POV de Mia
O corpinho de Alexander estava mais fresco contra meu peito enquanto o carregava de volta ao carro. O remédio para febre tinha começado a fazer efeito, baixando sua temperatura.
Prendi os dois meninos em suas cadeirinhas, ajustando o cinto de segurança de Alexander cuidadosamente ao redor de sua forma mole. Sua respiração estava mais profunda agora, mais tranquila. O rubor tinha desaparecido de suas bochechas, deixando-o parecendo pálido mas não mais queimando.
Ethan imediatamente alcançou o espaço entre seus assentos, seus dedos pequenos encontrando a mão de Alexander. Mesmo dormindo, os dedos de Alexander se enrolaram ao redor dos de seu irmão, suas mãos se apertando juntas.
Sentei-me atrás do volante por um longo momento, sem ligar o motor.
A garagem do hospital estava pouco iluminada, cheia do eco de passos e do som distante de ambulâncias chegando na entrada de emergência. Através das paredes de concreto, podia ouvir o caos abafado do hospital continuando seu trabalho interminável de cura e perda.
As palavras da enfermeira continuavam se repetindo na minha mente. Kyle deitado inconsciente naquela maca, cercado por equipamento médico e estranhos. Ninguém para segurar sua mão. Ninguém para se preocupar com ele do jeito que eu estava preocupada com Alexander.
Algo tinha acontecido com Catherine?
Ela tinha enxugado minhas lágrimas quando Kyle desapareceu quatro anos atrás.
Os gêmeos eram tão pequenos então, mal tinham dois meses. Alexander ainda estava lutando com problemas de alimentação, seu corpinho trabalhando tão duro apenas para crescer. Ethan tinha sido o bebê mais calmo, mas até ele tinha chorado constantemente aquelas primeiras semanas.
Catherine tinha vindo vê-los, chegando no meu apartamento com uma cesta enorme cheia de roupas de bebê e brinquedos e todas as coisas caras que avós compram quando querem mimar seus netos.
Ela olhou para os gêmeos, estendendo a mão para tocar o punhinho de Alexander com um dedo perfeitamente manicurado.
— Catherine — tinha começado a dizer, mas ela tinha levantado a mão para me parar.
— Não sei onde ele está, Mia — ela tinha dito, sua voz quebrando. — Juro para você, não sei o que aconteceu com meu filho.

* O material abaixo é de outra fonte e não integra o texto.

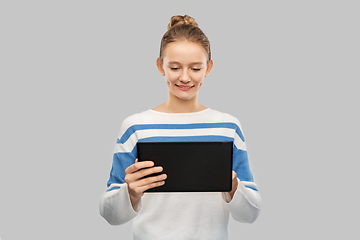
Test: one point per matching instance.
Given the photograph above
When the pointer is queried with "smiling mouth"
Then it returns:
(183, 87)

Mas se eu alguma vez descobrir—se alguma vez descobrir o que ele fez ou para onde foi—vou te contar imediatamente.
Eu estava chorando àquela altura.
— Sinto muito — ela tinha dito, enxugando minhas bochechas com mãos gentis. — Sinto muito que Kyle se tornou uma pessoa tão irresponsável. Um covarde. Você não deveria estar chorando por alguém assim mais.
— Algo aconteceu com ele — eu tinha insistido através das minhas lágrimas. — Kyle não simplesmente desapareceria. Ele não abandonaria seus filhos. Algo deve ter acontecido.
Catherine tinha continuado enxugando minhas lágrimas, seus próprios olhos brilhantes com emoção não derramada.
Então ela tinha juntado suas coisas e ido embora, e eu nunca a tinha visto novamente.
Tinha tentado ligar para ela várias vezes nos meses seguintes. Cada vez, tinha recebido a mesma resposta de sua governanta: a Sra. Branson não estava mais no país.
Na época, tinha assumido que ela tinha ido para a Europa, talvez ficar com parentes.
Mas agora, não tenho certeza.
Catherine estava tossindo aquele dia? Havia algo frágil nela. Ela tinha parecido... diminuída de alguma forma.
— Mamãe? — A voz de Ethan me puxou de volta ao presente. — Estamos indo para casa agora?
Olhei para meus meninos no retrovisor. Alexander ainda estava dormindo profundamente, sua febre finalmente quebrada. Ethan estava lutando para manter os olhos abertos.
— Sim, querido — eu disse, ligando o motor. — Estamos indo para casa.